Por otra parte, Dávila consideraba que la condena del Consejo y su postura nada flexible había empeorado la relación con los amotinados de Alost y temía que el mantenimiento de tal actitud provocara nuevas insubordinaciones, por lo que recomendó a los consejeros que «en la forma del castigo convendría mucho mirar en que fuera de manera que Vuestras Excelencias puedan alzar la mano siempre que quisieren y hallaren convenir al servicio de Su Majestad, porque han acudido a mí algunas personas que temen mucho podrían resultar grandes inconvenientes de mantener una postura inclinada siempre al castigo».

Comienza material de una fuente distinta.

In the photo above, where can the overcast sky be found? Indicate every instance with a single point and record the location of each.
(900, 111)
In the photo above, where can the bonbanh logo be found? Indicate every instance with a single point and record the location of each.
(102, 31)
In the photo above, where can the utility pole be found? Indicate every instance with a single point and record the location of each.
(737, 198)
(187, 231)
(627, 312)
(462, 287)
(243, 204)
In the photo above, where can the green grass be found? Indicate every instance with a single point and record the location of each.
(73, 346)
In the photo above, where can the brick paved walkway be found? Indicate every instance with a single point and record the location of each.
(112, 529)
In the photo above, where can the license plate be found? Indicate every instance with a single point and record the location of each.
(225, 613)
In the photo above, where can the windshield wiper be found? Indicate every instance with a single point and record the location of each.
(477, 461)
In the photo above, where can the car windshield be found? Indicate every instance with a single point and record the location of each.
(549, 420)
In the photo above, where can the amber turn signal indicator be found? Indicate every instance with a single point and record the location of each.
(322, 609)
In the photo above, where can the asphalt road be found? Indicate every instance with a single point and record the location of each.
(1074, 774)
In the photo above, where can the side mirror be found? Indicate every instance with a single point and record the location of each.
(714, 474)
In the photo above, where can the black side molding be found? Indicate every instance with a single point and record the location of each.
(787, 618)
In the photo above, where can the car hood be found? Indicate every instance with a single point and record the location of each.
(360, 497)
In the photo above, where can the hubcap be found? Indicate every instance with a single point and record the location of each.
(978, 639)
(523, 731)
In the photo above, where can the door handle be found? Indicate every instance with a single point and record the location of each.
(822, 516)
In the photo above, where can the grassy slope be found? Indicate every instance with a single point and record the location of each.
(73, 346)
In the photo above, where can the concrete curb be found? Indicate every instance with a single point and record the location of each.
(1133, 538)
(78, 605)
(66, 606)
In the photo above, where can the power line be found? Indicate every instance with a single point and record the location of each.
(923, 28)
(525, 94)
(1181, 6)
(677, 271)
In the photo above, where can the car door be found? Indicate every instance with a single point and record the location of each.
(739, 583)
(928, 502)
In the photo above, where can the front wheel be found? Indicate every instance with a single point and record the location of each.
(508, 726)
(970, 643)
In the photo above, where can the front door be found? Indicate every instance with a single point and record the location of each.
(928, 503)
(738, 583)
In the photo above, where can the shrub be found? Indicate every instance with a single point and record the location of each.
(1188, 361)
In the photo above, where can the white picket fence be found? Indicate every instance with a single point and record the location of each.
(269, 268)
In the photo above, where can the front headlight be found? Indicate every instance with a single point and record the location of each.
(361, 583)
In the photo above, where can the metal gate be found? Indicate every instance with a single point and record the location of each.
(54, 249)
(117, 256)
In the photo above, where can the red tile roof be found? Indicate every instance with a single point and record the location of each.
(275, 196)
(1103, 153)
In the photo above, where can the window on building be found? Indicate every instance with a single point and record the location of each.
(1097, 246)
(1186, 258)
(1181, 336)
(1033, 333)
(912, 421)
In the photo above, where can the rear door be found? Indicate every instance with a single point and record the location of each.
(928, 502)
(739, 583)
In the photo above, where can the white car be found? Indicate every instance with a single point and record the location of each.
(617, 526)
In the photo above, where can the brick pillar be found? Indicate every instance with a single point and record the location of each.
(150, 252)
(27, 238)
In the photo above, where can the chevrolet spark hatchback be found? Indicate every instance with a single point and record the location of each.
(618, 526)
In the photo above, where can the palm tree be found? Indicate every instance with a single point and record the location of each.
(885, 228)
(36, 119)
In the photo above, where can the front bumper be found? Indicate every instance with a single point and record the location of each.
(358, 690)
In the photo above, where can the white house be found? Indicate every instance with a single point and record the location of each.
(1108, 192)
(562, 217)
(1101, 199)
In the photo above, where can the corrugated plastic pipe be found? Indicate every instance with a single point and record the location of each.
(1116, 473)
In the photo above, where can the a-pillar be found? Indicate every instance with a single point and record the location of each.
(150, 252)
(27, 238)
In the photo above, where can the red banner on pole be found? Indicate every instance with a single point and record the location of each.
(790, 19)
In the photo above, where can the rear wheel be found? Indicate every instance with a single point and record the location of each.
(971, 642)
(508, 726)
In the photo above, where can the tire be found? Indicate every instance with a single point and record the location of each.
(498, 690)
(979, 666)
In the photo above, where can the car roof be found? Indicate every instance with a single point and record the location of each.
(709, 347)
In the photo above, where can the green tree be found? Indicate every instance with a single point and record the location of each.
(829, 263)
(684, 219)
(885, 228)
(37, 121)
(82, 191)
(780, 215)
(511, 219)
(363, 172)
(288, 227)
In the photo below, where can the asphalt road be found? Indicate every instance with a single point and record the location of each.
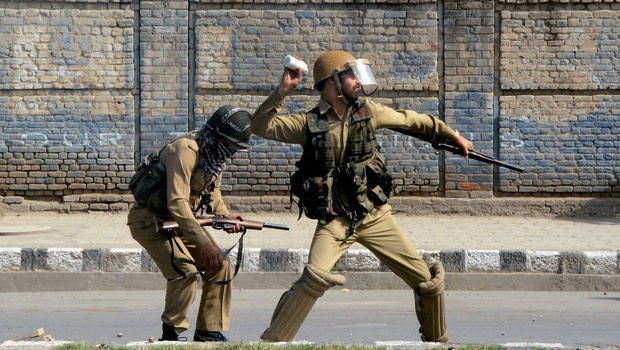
(341, 316)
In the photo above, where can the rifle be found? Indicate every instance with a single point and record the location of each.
(447, 145)
(220, 223)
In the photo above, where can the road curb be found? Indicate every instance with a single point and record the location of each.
(13, 282)
(107, 260)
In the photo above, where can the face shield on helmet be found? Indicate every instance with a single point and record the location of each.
(364, 75)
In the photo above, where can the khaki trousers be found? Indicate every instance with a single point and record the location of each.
(381, 234)
(215, 303)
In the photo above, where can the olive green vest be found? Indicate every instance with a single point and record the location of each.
(356, 186)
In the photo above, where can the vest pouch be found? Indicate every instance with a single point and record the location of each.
(379, 180)
(148, 185)
(312, 194)
(349, 191)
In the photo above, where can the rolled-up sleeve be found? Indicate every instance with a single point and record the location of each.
(286, 128)
(422, 123)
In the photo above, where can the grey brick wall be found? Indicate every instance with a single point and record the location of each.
(87, 88)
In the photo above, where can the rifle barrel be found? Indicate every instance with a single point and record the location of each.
(275, 226)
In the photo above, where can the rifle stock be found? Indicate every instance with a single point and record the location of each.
(220, 223)
(445, 144)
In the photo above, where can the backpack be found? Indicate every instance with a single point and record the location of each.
(148, 184)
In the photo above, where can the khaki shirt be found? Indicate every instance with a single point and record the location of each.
(292, 128)
(184, 185)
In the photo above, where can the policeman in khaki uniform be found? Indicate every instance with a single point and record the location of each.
(342, 182)
(193, 163)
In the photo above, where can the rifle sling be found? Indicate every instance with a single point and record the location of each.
(200, 271)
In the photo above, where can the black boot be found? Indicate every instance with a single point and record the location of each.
(168, 333)
(205, 336)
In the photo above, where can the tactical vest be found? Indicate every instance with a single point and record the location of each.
(351, 189)
(148, 186)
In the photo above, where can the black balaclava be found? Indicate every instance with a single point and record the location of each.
(213, 153)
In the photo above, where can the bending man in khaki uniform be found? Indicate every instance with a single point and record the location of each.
(343, 182)
(192, 164)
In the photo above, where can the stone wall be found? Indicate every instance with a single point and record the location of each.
(88, 87)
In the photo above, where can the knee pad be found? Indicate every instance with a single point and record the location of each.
(295, 305)
(430, 306)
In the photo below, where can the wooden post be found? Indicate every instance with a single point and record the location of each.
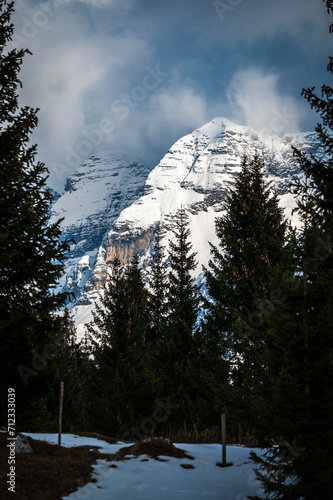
(224, 440)
(61, 400)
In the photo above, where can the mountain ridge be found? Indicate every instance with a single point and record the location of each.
(113, 205)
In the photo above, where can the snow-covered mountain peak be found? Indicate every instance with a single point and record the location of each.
(113, 204)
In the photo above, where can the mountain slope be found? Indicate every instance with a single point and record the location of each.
(196, 173)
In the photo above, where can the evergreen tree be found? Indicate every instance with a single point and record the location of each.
(157, 298)
(73, 368)
(299, 404)
(184, 303)
(240, 281)
(32, 255)
(123, 376)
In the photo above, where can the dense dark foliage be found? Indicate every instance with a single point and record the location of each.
(32, 253)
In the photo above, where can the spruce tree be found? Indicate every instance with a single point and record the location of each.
(240, 280)
(183, 300)
(32, 254)
(122, 375)
(157, 298)
(299, 404)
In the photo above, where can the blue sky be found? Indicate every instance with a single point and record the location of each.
(133, 76)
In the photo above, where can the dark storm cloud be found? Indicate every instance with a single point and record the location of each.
(134, 76)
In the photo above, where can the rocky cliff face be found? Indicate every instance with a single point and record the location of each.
(95, 195)
(113, 207)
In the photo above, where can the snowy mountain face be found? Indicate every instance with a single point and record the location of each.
(113, 206)
(95, 195)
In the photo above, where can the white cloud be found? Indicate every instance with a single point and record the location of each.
(177, 109)
(256, 101)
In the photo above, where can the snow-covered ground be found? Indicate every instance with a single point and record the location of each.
(135, 479)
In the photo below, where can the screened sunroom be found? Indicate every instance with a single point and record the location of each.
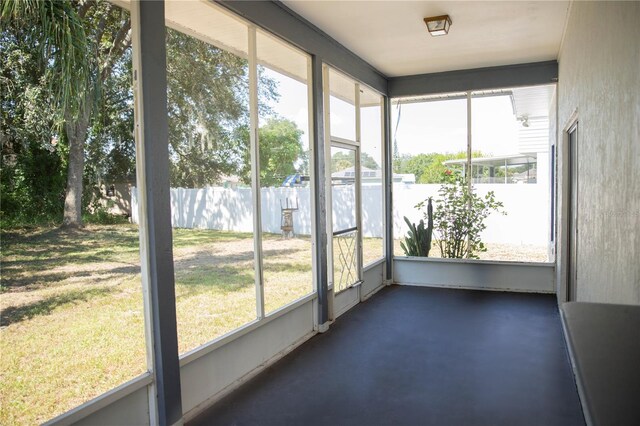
(276, 289)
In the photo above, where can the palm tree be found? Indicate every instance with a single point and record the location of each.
(80, 43)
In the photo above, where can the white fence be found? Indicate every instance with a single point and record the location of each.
(526, 222)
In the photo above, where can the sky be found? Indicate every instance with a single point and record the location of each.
(441, 126)
(424, 127)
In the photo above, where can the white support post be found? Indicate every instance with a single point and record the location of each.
(255, 172)
(358, 183)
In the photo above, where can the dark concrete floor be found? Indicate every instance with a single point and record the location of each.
(420, 356)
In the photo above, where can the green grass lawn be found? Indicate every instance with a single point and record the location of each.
(72, 323)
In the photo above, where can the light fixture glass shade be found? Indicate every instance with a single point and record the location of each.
(438, 25)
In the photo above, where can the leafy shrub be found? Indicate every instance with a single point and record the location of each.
(459, 218)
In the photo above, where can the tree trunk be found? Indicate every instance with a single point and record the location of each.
(76, 129)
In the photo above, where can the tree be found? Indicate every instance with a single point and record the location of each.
(342, 160)
(33, 157)
(208, 99)
(75, 88)
(80, 44)
(280, 148)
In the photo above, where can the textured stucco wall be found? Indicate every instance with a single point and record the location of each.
(599, 83)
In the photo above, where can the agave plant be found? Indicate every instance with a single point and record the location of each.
(418, 239)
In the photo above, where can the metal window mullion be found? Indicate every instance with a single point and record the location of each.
(329, 196)
(388, 186)
(343, 142)
(358, 183)
(154, 204)
(255, 172)
(469, 168)
(321, 198)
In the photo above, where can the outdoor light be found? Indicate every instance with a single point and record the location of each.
(438, 25)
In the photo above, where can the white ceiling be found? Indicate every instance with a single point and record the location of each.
(391, 35)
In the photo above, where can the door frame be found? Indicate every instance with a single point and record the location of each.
(571, 192)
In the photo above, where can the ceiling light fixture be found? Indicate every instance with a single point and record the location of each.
(438, 25)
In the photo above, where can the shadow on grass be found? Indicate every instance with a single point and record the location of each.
(48, 280)
(15, 314)
(223, 279)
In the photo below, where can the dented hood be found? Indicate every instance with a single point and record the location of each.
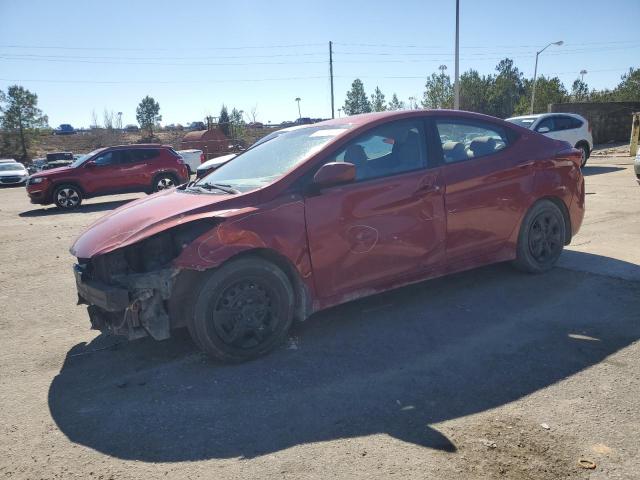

Además, llegaron a Amberes noticias de que se hacían levas por orden del Consejo para formar unas tropas que Sancho pensaba iban a emplearse contra los amotinados y contra los españoles en general, pensamientos que comunicó a Julián Romero y Cristóbal de Mondragón en sendas cartas que Valenzuela se encargaría de entregar a los destinatarios, diciéndoles que convendría comenzar la concentración de las fuerzas leales en Amberes.